Kai quirked an eyebrow. "Who are you apologizing to exactly, Miss Popuri? Me, or the girls who I don't ever plan on kissing again, and have you to blame for that?"

"I…" I blinked a bit, things getting a bit fuzzy as Kai's face broke into a smile. "Um. That second part. Is that a lot of people?"

"Depends. What's a lot of people to you?"

"More than one," I said, barely audible.

"That is a lot then," he agreed in a serious tone. In a single fluid motion, Kai wrapped his arm around me and stared straight into my eyes so that I couldn't look away this time. I wasn't sure I wanted to. Everything felt warm and funny but nice and I could barely believe I was talking to him at all—I felt like some actress was speaking for me, because Goddess knows I wasn't in control.

"I'm afraid," I whispered as he dipped down to brush his lips against mine.

"Afraid?" Kai paused, looked at me as if he were finally seeing me for the first time. "What do you think I'm going to do to you?" The question came out amused, as if Kai were holding back a laugh at my expense.

"I don't know," I admitted.

"You're a silly girl."

"I am silly," I mumbled in agreement, chewing my lip. "Very silly."

"Kiss me, Popuri." My eyes went wide as saucers, and a tiny smile spread from the corner of Kai's mouth. "If you want," he added, and my shoulders relaxed a bit. "But you know I'm going to be here, every morning, leaving sugar, flour, and roses at your door until you do."

"And if I do kiss you?" I replied, squaring my shoulders and facing him with as much coolness as I could muster.

"Well I figure it'll take more than roses to keep you kissing me, won't it?"

I don't think I'm a very good kisser. I can say that because I've never kissed myself, you see. And I don't think I could, unless you count practicing with the mirror, but I only did that once and I heard Ricky coming up the stairs and it startled me something awful.

Even though I kissed Kai that afternoon? He led me. He guided me, and I guess that's because he's been with other girls, better kissers than me, girls who know what they're doing. And I don't really know much of anything, 'cept things Karen told me that made Ricky blush sometimes.

I remember being really nervous that second time. I wanted to be a woman, for once, if that makes sense. A startled girl gets kissed, you know. But a woman kisses back.

Teacher and student, those roles aren't quite the same as man and woman. Not that I had a choice. Not that any other relationship starts out quite equal, I guess. And something had to have been done right, if he were smiling at me like that. Something had to have balanced, somehow.

"What are your plans for the rest of the summer?" Kai breathed into my ear.

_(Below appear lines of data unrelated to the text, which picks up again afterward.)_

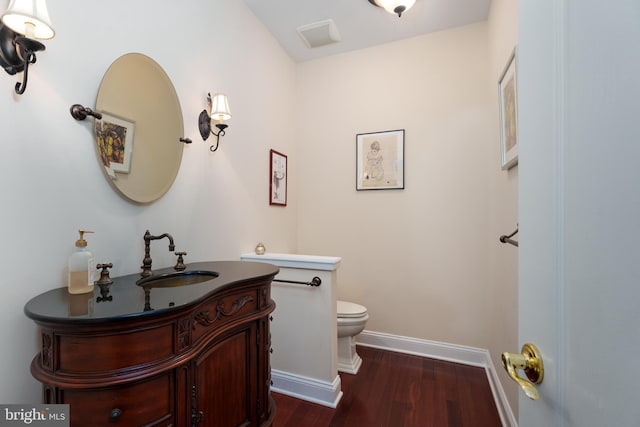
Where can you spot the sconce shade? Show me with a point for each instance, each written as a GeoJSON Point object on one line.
{"type": "Point", "coordinates": [220, 107]}
{"type": "Point", "coordinates": [30, 18]}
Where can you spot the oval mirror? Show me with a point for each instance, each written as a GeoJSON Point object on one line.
{"type": "Point", "coordinates": [138, 139]}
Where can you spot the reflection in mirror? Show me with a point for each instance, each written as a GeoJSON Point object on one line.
{"type": "Point", "coordinates": [138, 140]}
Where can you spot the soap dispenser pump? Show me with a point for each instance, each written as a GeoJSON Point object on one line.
{"type": "Point", "coordinates": [81, 267]}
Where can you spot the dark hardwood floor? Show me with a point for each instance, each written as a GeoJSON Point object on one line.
{"type": "Point", "coordinates": [399, 390]}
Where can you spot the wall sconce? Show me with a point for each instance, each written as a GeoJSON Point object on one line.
{"type": "Point", "coordinates": [397, 7]}
{"type": "Point", "coordinates": [20, 24]}
{"type": "Point", "coordinates": [219, 107]}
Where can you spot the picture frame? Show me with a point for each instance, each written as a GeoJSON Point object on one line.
{"type": "Point", "coordinates": [380, 160]}
{"type": "Point", "coordinates": [114, 137]}
{"type": "Point", "coordinates": [508, 100]}
{"type": "Point", "coordinates": [278, 176]}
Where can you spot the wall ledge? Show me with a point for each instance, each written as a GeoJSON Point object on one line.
{"type": "Point", "coordinates": [450, 352]}
{"type": "Point", "coordinates": [312, 262]}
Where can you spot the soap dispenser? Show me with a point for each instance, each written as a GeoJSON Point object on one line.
{"type": "Point", "coordinates": [81, 267]}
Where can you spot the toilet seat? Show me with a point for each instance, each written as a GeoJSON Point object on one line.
{"type": "Point", "coordinates": [348, 309]}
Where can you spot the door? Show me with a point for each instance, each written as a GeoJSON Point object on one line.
{"type": "Point", "coordinates": [579, 207]}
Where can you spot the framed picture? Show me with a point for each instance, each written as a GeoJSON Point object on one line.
{"type": "Point", "coordinates": [508, 97]}
{"type": "Point", "coordinates": [380, 160]}
{"type": "Point", "coordinates": [114, 136]}
{"type": "Point", "coordinates": [278, 178]}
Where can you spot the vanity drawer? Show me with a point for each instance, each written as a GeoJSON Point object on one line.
{"type": "Point", "coordinates": [147, 403]}
{"type": "Point", "coordinates": [99, 353]}
{"type": "Point", "coordinates": [222, 311]}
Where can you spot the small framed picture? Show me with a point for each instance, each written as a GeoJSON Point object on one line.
{"type": "Point", "coordinates": [508, 98]}
{"type": "Point", "coordinates": [380, 160]}
{"type": "Point", "coordinates": [278, 178]}
{"type": "Point", "coordinates": [114, 136]}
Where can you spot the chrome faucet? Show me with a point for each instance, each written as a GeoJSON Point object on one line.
{"type": "Point", "coordinates": [146, 262]}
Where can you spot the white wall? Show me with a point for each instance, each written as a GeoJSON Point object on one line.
{"type": "Point", "coordinates": [416, 258]}
{"type": "Point", "coordinates": [52, 184]}
{"type": "Point", "coordinates": [426, 261]}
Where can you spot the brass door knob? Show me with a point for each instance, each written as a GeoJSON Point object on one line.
{"type": "Point", "coordinates": [530, 361]}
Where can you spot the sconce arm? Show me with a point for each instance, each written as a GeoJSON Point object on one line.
{"type": "Point", "coordinates": [221, 127]}
{"type": "Point", "coordinates": [79, 112]}
{"type": "Point", "coordinates": [28, 49]}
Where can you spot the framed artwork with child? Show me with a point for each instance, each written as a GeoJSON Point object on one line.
{"type": "Point", "coordinates": [380, 160]}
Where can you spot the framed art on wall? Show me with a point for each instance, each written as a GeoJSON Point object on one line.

"I plan on apologizing to a lot of women," I answered, gazing up into his eyes. "And planting a lot of roses."

"A lot, huh. How much is a lot?"

"As many as it takes," I said, and I kissed him again, because maybe I'd get it right this time, because I wanted to learn everything Kai had to teach me so I could never disappoint him. He held me tight and safe in his arms, and we tried again and again to find even ground, until everything was soft and warm and I couldn't tell if it was just the summer heat, or love, or…something else completely.

Mary shrieked when she came out of the library and saw us standing there like that. Dropped all her books, got flustered and stammered something before scattering off to her house.

Rick didn't scream when I came home, unable to suppress my smile as I giggled and blushed my way into the house. But he grunted. And he didn't say a word when he stormed up the stairs.